Но я никогда не думала, что это может быть связано с местом, с каким-нибудь крошечным городком, где я повидала все времена года и все, кажется, состояния погоды, от метели до тяжёлой расплавленной жары. Я помню его интимные тайны: что неприметное дерево возле дома с лепниной в начале мая бывает бледно-лиловым, на пару тонов светлей, чем плитка, которой облицованы стены; что эти два, растущие на маленьких островках посреди кирпичной мостовой, — на самом деле вишни, и я точно знаю, где нужно встать, чтобы в конце апреля, около пяти, увидеть, как солнце падает вместе с белыми лепестками. Да просто — на некой улице на одной стене есть труба, в ней кусок жести заменён на медь, и этот островок натёрт до блеска сотней таких же, как я, прохожих, которые о нём помнят.
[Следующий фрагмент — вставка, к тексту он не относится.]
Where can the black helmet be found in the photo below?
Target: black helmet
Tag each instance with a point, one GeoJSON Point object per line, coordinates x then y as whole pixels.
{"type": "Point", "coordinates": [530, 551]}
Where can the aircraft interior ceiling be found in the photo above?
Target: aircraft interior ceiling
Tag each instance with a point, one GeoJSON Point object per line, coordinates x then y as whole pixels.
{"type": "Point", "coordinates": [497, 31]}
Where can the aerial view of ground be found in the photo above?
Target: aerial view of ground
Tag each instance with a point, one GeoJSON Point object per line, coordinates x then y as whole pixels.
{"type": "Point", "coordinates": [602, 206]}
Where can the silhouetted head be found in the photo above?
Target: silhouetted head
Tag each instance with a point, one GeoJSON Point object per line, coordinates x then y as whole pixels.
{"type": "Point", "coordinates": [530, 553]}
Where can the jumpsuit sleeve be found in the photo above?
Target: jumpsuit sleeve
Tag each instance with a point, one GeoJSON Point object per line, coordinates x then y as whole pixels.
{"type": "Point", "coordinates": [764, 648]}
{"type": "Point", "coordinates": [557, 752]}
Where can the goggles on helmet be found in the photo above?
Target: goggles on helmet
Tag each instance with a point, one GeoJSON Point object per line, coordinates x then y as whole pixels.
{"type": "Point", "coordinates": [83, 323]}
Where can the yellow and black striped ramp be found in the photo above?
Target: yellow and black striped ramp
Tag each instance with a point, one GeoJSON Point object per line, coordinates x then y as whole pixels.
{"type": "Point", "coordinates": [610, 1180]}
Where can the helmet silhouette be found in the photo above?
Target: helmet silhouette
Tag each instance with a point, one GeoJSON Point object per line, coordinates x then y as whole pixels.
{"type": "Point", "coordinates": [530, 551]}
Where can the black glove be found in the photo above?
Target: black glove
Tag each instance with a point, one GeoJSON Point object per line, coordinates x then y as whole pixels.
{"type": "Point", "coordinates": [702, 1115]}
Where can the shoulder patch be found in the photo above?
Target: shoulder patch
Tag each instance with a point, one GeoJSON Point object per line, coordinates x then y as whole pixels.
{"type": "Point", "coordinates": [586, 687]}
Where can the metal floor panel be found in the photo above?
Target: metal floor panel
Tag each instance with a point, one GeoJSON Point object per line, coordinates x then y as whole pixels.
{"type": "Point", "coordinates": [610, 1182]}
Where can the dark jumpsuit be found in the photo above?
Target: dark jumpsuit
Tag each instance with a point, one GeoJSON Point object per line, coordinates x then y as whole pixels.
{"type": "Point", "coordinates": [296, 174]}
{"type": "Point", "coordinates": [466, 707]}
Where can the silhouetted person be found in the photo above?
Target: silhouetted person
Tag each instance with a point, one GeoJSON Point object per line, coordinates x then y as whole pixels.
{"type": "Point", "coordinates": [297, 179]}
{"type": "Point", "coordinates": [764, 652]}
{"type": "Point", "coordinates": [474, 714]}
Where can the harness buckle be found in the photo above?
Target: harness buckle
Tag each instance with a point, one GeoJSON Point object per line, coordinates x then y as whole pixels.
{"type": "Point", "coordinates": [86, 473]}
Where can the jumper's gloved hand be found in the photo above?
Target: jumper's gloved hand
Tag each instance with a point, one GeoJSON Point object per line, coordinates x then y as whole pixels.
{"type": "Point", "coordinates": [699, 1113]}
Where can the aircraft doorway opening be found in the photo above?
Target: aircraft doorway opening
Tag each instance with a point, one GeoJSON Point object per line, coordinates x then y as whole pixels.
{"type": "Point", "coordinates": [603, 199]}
Город весь состоит из мелких секретов — когда повернуть голову и взглянуть, чтобы увидеть эту его дурацкую гримаску, которая потом сожмёт сердце, когда мы расстанемся. Я иду по улице и смотрю сквозь людей: я буду горевать о тебе, я буду помнить, что ты бываешь лиловым и золотым, я забуду всех, кого знала здесь, но не свет сквозь лепестки, в пять часов пополудни, если стоять лицом к западу.
* * *
Натягивая куртку с узкими рукавами, почувствовала, как завернулась футболка, и немедленно впала в глухую тоску — так внезапно и сильно, что пришлось остановиться и обдумать. Почему нет, ведь я хозяйка своего времени и могу притормозить жизнь на несколько минут, если нужно что-то о себе понять. Оказалось, меня вышвырнуло примерно в пятилетний возраст, когда ещё одевалась не сама. Зима, и сначала рубашка, потом кофточка, потом пальто, которое и без того уже маловато и едва налезает, и мама говорит: «Прихвати». Я прихватываю рукава пальцами, но они всё равно вырываются и задираются до плеча. Я уже в пальто, мама застёгивает пуговицы, и тут возможны варианты: я жалуюсь, и мама безуспешно пытается вытянуть рукава, не снимая пальто, но только зря щиплется; потом ругается, стаскивает его, сильно дёргает рубашку и кофту, снова велит прихватить и снова одевает. Или я молчу, потому что не хочу, чтобы опять трясли и трепали, и так выхожу, скованная, неспособная поднять руку, ощущая холод подкладки голым локтем и колючий жгут шерсти на плече. Всё это одинаково плохо, муторно и тягостно настолько, что вот следующий век на дворе, а мне хватает одного воспоминания, чтобы ощутить тоскливое бессилие. И нужна пара минут, чтобы опомниться. Снять куртку. Прихватить рукава. Снова надеть. Я ведь хозяйка своего времени и могу притормозить на несколько минут. Но на всякий случай быстро инспектирую свою жизнь, нет ли в ней кого-нибудь такого, кого настолько трудно попросить, что лучше терпеть неудобство. Вроде бы нет. Всё в порядке. Забудь.